Probably one of the best articles the Japan Times will put out this year, already appearing. Excerpt germane to Debito.org follows, but do read the whole thing. Dr. ARUDOU, Debito
Inflammatory articles aren’t helping mags’ circulation numbers
BY MARK SCHREIBER
THE JAPAN TIMES, FEB 28, 2015
In a controversial column by 83-year-old author Ayako Sono that appeared in the Feb. 11 issue of the Sankei Shimbun under the headline “Maintain a ‘suitable distance,’” Sono suggested that when and if Japan changes its immigration policies to accept more foreign workers, they should live in racially segregated areas.

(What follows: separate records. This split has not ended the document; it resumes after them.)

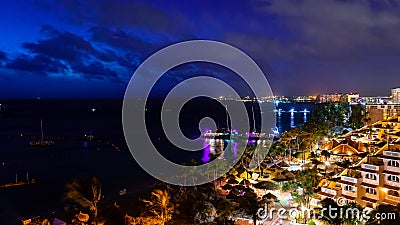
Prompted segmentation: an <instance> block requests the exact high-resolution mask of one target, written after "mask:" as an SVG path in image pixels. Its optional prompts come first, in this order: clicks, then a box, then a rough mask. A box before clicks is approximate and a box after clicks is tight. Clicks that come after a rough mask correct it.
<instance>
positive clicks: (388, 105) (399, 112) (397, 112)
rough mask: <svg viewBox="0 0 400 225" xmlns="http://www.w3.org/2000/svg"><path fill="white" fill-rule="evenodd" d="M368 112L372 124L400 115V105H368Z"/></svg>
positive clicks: (378, 104) (373, 104)
mask: <svg viewBox="0 0 400 225" xmlns="http://www.w3.org/2000/svg"><path fill="white" fill-rule="evenodd" d="M366 111H367V113H368V117H369V118H370V121H369V122H370V123H375V122H377V121H380V120H386V119H388V118H390V117H393V116H395V115H399V114H400V104H399V103H397V104H395V103H392V104H367V105H366Z"/></svg>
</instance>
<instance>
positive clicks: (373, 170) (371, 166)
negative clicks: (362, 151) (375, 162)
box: [361, 163, 379, 172]
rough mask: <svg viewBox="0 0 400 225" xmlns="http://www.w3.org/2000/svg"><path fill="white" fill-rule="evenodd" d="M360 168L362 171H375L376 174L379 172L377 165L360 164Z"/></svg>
mask: <svg viewBox="0 0 400 225" xmlns="http://www.w3.org/2000/svg"><path fill="white" fill-rule="evenodd" d="M361 168H362V169H365V170H368V171H371V172H372V171H376V172H378V171H379V166H377V165H372V164H366V163H364V164H362V165H361Z"/></svg>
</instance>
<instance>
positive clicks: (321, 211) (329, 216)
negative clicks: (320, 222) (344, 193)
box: [317, 198, 363, 225]
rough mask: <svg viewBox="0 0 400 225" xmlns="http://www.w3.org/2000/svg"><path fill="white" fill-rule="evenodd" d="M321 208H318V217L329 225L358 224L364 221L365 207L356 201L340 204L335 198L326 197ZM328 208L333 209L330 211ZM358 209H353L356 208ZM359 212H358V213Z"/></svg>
mask: <svg viewBox="0 0 400 225" xmlns="http://www.w3.org/2000/svg"><path fill="white" fill-rule="evenodd" d="M321 206H322V207H321V208H319V209H318V210H317V214H318V219H319V220H320V221H321V222H322V223H324V224H327V225H328V224H329V225H343V224H346V225H356V224H360V223H361V222H362V221H361V220H362V217H361V216H362V213H363V208H362V207H361V206H359V205H357V204H356V203H350V204H347V205H344V206H339V205H338V204H337V203H336V202H335V201H334V200H333V199H331V198H326V199H324V200H322V201H321ZM326 209H332V210H333V211H331V212H330V211H329V210H326ZM355 209H356V211H353V210H355ZM357 213H358V214H357Z"/></svg>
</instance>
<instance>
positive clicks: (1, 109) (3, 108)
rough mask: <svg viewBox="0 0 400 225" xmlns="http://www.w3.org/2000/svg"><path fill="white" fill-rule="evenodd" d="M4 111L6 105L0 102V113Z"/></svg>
mask: <svg viewBox="0 0 400 225" xmlns="http://www.w3.org/2000/svg"><path fill="white" fill-rule="evenodd" d="M5 112H6V106H5V105H4V104H1V103H0V114H1V113H5Z"/></svg>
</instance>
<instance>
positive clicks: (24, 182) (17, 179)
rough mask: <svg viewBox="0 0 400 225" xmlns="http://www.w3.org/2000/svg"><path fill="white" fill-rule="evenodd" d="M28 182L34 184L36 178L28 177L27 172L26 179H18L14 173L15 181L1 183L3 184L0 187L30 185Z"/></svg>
mask: <svg viewBox="0 0 400 225" xmlns="http://www.w3.org/2000/svg"><path fill="white" fill-rule="evenodd" d="M30 184H36V180H35V179H29V174H28V173H26V181H18V174H15V183H8V184H3V185H0V188H9V187H19V186H25V185H30Z"/></svg>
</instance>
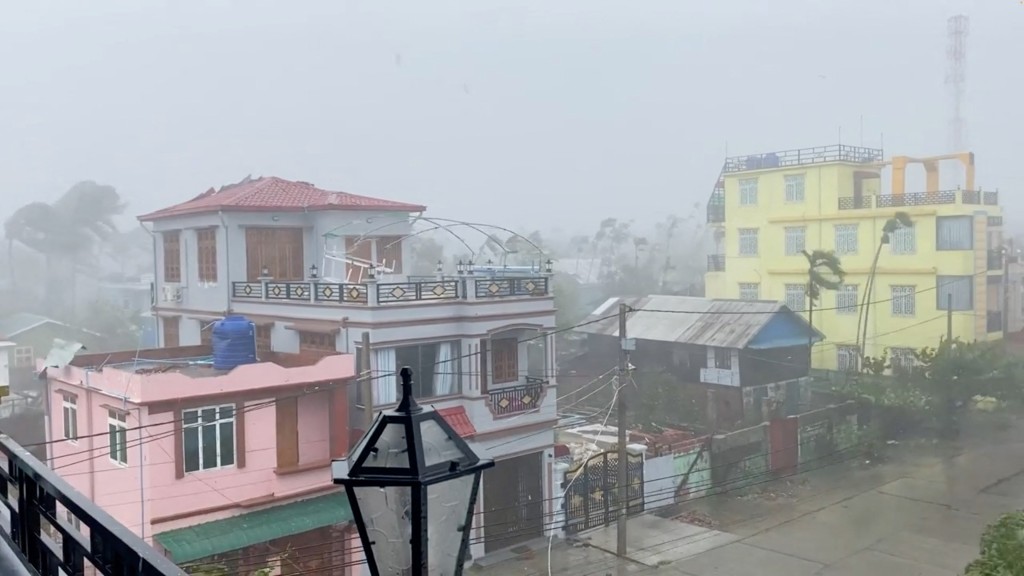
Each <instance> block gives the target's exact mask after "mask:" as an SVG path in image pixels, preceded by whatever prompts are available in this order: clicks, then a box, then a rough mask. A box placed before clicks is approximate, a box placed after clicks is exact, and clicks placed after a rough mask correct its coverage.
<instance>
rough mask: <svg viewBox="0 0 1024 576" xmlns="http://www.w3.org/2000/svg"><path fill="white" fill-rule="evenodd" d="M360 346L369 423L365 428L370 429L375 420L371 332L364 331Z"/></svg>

Remarks on the article appeared in Shukan Post (March 6), Asahi Geino (March 5), Flash (March 10) and Weekly Playboy (March 9). Sono also defended her column in the Shukan Bunshun (Feb. 26). While the general tone of the responses was supportive of Sono’s right to express her opinions, Weekly Playboy went the extra mile and surveyed 100 adults between the ages of 20 and 79. When asked about her stance, 42.3 percent of respondents replied, “I can understand what she’s saying, in part.” This exceeded the 36.6 percent who responded, “It’s understandable for her to be criticized” and 21 percent who saw no problem with the column’s contents.
The magazine also asked the participants if they agreed that foreign blue-collar workers should be admitted in greater numbers to cope with labor shortages. As opposed to 7.8 percent who said they agreed and 27.5 percent who agreed to some extent, 41.8 percent were opposed to some extent, and 22.8 percent were opposed outright.
Interestingly, the age segment that most strongly opposed the acceptance of foreign workers for nursing care services (and the only segment that provided a majority response) was respondents in their 30s, 53 percent of whom said they’d prefer to avoid non-Japanese nurses. From its in-house survey results — the rather small number of subjects notwithstanding — Weekly Playboy concludes that the Japanese still have a deeply rooted “allergy to foreigners.”